Esta é uma inusitada pergunta que me ocorre: Por quê surfamos?
Não lembro de saber a resposta, só sei que é uma necessidade, aliás das mais básicas no meu caso.
Ao meu ver esta é a ordem das necessidades do ser humano:
Dormir;
Surfar;
Comer [ isso inclui atos antropofágicos];
Não necessariamente nesta ordem.
Nestas estão incluídas as necessidades básicas de todo ser humano comum mortal mediano – saúde, atividades psico-motoras e alimentação. Não o bastante, é uma questão de sobrevivência nesta selva de pedra e um momento único de alegria, sensação de liberdade, beleza e velocidade.
Surfamos porque somos livres. Precisamos ser soberanos sobre a natureza, mesmo de um ponto de vista limitado por alguns segundos, mas peculiar e incrível – quem consegue descrever, em poucas palavras, um belo tubo de manhã com o terral sobrando e você sendo envolto por um turbilhão de água, e mesmo assim conseguir sair de dentro do tubo sequinho? E todos inevitavelmente na praia viram-se para o mar quando rola aquele “barrel” perfeito.
E quanto saímos juntinho com a baforada do tubo?
É a resposta da natureza te dizendo – Vai! Você dominou minha onda e agora eu o abençôo com um tubo perfeito, numa onda perfeita!
E a velocidade e adrenalina de pegar uma onda realmente grande? Indescritível!
Desde os tempos mais remotos o homem surfa e nem se dava conta disso. E surfar é uma necessidade, mesmo longe da praia.

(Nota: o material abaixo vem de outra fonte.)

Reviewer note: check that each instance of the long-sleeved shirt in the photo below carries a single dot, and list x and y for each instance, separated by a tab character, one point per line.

Antes era uma questão de locomoção e sobrevivência, talvez daí venha a minha própria necessidade e de meus contemporâneos. Quando os primeiros registros foram feitos pelos exploradores navegantes, perceberam que era muita mais do que necessidades básicas, era uma forma de se afirmar em meio a tribo, de mostrar o respeito que você tinha e o direito de surfar as ondas de sua ilha. Autoridade esta adquirida em função de uma boa administração e serviços prestados à comunidade, davam-lhes este direito de ter a maior prancha de surf e pegar as melhores ondas. Bem que este sistema poderia ser adotado aqui na ilha Brasil. Se fez bem à sociedade, recebe seu direito de governar “as ondas da cidade”, do contrário nem sairia de casa.

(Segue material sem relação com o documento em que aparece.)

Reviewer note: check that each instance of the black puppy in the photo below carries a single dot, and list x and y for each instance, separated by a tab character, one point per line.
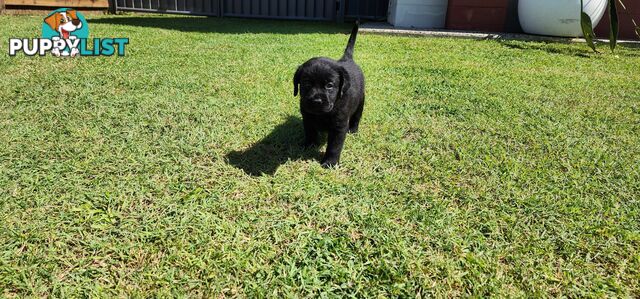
331	99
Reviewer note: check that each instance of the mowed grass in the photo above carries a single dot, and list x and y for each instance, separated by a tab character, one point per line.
484	168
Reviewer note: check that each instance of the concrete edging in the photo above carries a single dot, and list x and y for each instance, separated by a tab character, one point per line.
383	28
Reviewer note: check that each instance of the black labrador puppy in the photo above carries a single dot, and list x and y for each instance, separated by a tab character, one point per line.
331	99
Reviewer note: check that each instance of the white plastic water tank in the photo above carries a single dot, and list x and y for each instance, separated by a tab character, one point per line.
418	13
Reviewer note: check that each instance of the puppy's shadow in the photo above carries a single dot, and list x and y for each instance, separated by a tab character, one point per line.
281	145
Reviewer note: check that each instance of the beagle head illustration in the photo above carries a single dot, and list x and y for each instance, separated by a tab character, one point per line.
64	22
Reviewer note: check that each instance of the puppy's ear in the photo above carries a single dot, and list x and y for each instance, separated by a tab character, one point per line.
53	21
345	80
296	81
72	13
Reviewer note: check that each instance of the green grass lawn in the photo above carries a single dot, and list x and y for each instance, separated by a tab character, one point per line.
485	168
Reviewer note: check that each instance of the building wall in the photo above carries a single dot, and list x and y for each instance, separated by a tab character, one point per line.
624	18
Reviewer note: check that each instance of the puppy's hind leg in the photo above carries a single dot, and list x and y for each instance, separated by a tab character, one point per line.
354	121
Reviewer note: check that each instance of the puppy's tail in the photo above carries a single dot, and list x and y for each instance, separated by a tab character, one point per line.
348	52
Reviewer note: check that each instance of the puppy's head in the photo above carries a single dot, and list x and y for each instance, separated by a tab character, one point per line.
64	22
321	82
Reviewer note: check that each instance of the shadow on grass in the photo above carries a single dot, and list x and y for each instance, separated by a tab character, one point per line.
549	48
280	146
223	25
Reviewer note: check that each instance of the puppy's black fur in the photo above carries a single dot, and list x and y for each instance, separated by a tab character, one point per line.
331	99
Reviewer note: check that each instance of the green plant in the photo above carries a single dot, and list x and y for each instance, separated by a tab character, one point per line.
587	25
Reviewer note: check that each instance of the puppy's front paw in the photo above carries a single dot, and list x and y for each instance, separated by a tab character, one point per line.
329	163
309	144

Penso também num outro princípio mais amplo e abstrato: o de que a vida vem em ondas.
Tudo no universo está em propagação, desde sua criação e a idéia de um início explosivo. Desde então o mundo está em propagação em ondas de energia, expandindo através de uma constante universal, propagando em ondas que podem ser sonoras, em ondas óticas, em ondas eletromagnéticas, até o ponto de vibrar partículas, causando ação e reação, fazendo a vida acontecer e se transformar.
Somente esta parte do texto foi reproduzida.